Boxing

Yesterday’s Heroes: The Fall of the Boxing Pavilion


ON these pages I have mentioned seeing Jackie Turpin at work at Britain’s last boxing stall in 1977. I consider myself very lucky to have stepped into the boxing booth to see it live. some boxing, because it was part of the game, so important in its day, is gone forever.

The pavilion belonged to Ron Taylor, a Welshman born in 1910 who spent his working life crisscrossing the country’s motorways and side roads with his pavilion, setting up in the villages, towns and cities from Penzance to Scotland, with a small group of boxers ready to challenge anyone for a few pounds a week.

Luckily, my good friend John Jarrett was there that same year, and he interviewed Ron for a magazine article. BN on July 8, 1977. Ron told him that “The stalls have been in my family since 1880, but I will be the last. You can’t get guys today, and it gets harder every year. But I’ll keep trying for as long as I can, it’s already in my blood.” Ron fought for another 20 years and he finally died in the late 90s in 2006.

Of course, the heyday of pavilions was before the war. Men like Jimmy Wilde, Freddie Mills, Benny Lynch and Tommy Farr learned their craft on them, and there have been more than 50 stalls traveling the country in that time. After the war, everything changed. In 1947, the Board of Supervisors decided to ban licensed boxers from participating in stall fights. This resolution proved unpopular, especially with the editor of BN, who remarked that “For many years it was generally recognized that the boxing booth was the cradle of British boxing and the means convenient for beginners to get their first experience. Mature boxer with intensive training for major competitions. Now that the authority has officially cleared this supply, we want to ask what it has to offer in its place. One can imagine that in the future the pavilion will have to find its own young people and it will become the last hope of the good that ‘already existed’, which is a pity.”

The board felt that the booths were in direct competition with licensed advertisers, using the same boxers, and that this was unfair to their licensees. The stall never fully recovered from this setback and men like Ron Taylor became rare. Jackie Turpin was unlicensed at the time that John and I met him in 1977 when he entered his last professional competition in 1975. He was one of those “who used to be” but BN the editor was talking about 30 years ago.

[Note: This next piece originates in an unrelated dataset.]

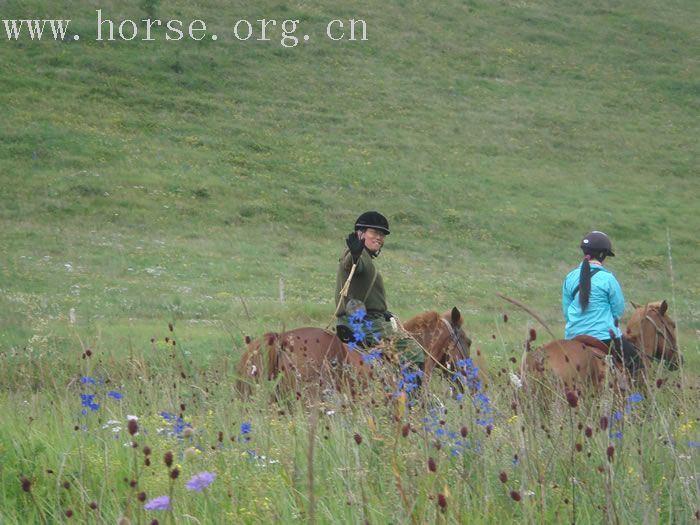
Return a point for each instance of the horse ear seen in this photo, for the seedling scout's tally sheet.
(456, 316)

In the accompanying photo, of Sam McKeown’s pavilion in the late 1920s, one can get a sense of how popular these attractions were. McKeown, a former boxer himself, has traded around the fairgrounds of the Southwest and of the four boxers on display, I’m pretty sure it’s Dixie Brown on the left. I don’t know who the other three are, but they will be the top experts in the area. Dixie fought in the ring from 1914 to 1944, winning 44 of his 103 contests, and he’s typical of the kind of guy you can go up against if you imagine the chances of surviving three rounds. 90 seconds on the booth. Dixie probably faces around 10 or 15 local ‘hards’ each week, and very few of them see the ‘riders’ they are trying to win by extending the course. In Dixie’s view, his aggregate sum from about 15 contests a year could be boosted by spending four months in the summer traveling around the area with Mr. He will have many adventures on the open road, many memories and many difficult pieces with the local tough people. The happy days!